EU leaders to urge companies to jointly buy gas - draft
By Kate Abnett
BRUSSELS, March 17 (Reuters) - European Union country leaders could urge companies next week to take part in a scheme for countries to jointly buy gas, according to draft conclusions for a summit in Brussels.
The draft, seen by Reuters, steered clear of more contentious issues over energy and climate change policies - including disputes over nuclear energy and phasing out combustion engine cars.
It said Europe's energy security, which was impacted by Russia slashing gas supplies last year, has improved, but said the EU must prepare for next winter. EU countries plan to jointly buy gas in the coming months, to help fill storage caverns ahead of peak winter demand.
"It (the council of EU leaders) calls on all stakeholders involved to make full use of the joint purchasing mechanism," the draft said.
Europe is nearing the end of winter with a better energy security situation than feared, after countries cut their energy use, filled gas storage, and mild winter weather helped avoid shortages.

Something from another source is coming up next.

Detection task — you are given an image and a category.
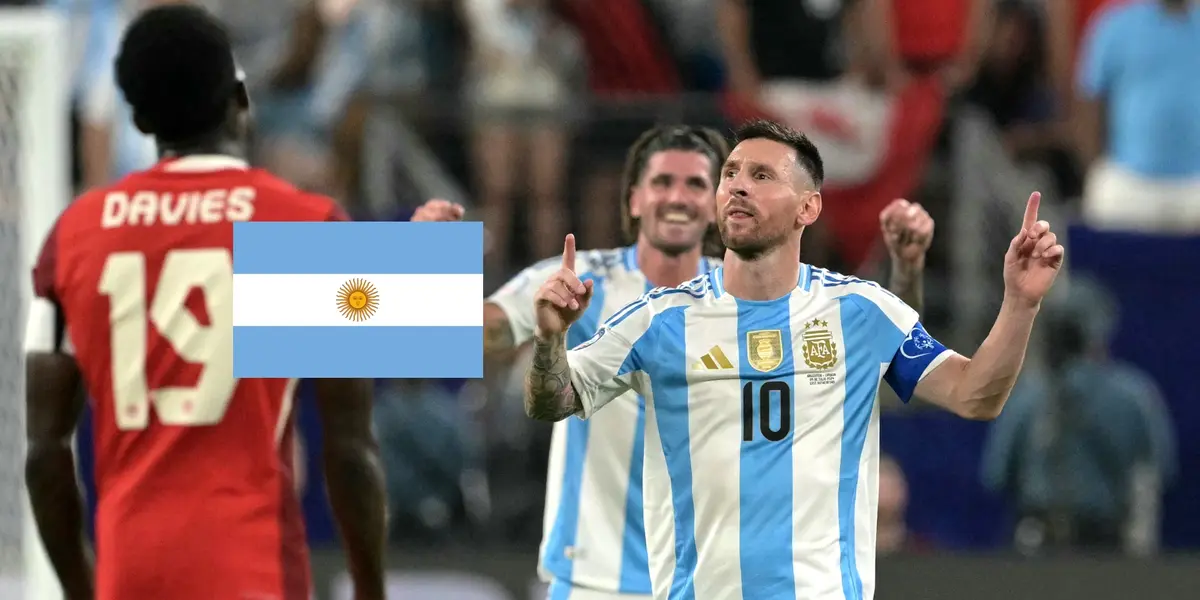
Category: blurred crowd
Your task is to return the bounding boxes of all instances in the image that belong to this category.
[49,0,1198,557]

The draft conclusions would also ask the Commission to "where necessary" make proposals to extend emergency policies agreed at the height of last year's energy crisis. The Commission plans to propose extending a voluntary target to cut winter gas consumption by 15%.
The draft made no explicit mention of disagreements over two flagship EU climate policies.
Last-minute opposition from Germany is stalling the EU's flagship law to end sales of new CO2-emitting cars in 2035. EU negotiations on renewable energy targets are also blocked, by a standoff between countries over whether they should include nuclear energy-based fuels.
EU negotiators should "reach prompt agreement on all relevant proposals to accelerate the green transition", the draft said.
Some EU diplomats said countries hope to avoid escalating the laws to leaders and risking a messy political fight - preferring to leave negotiations to diplomats or ministers responsible for the files.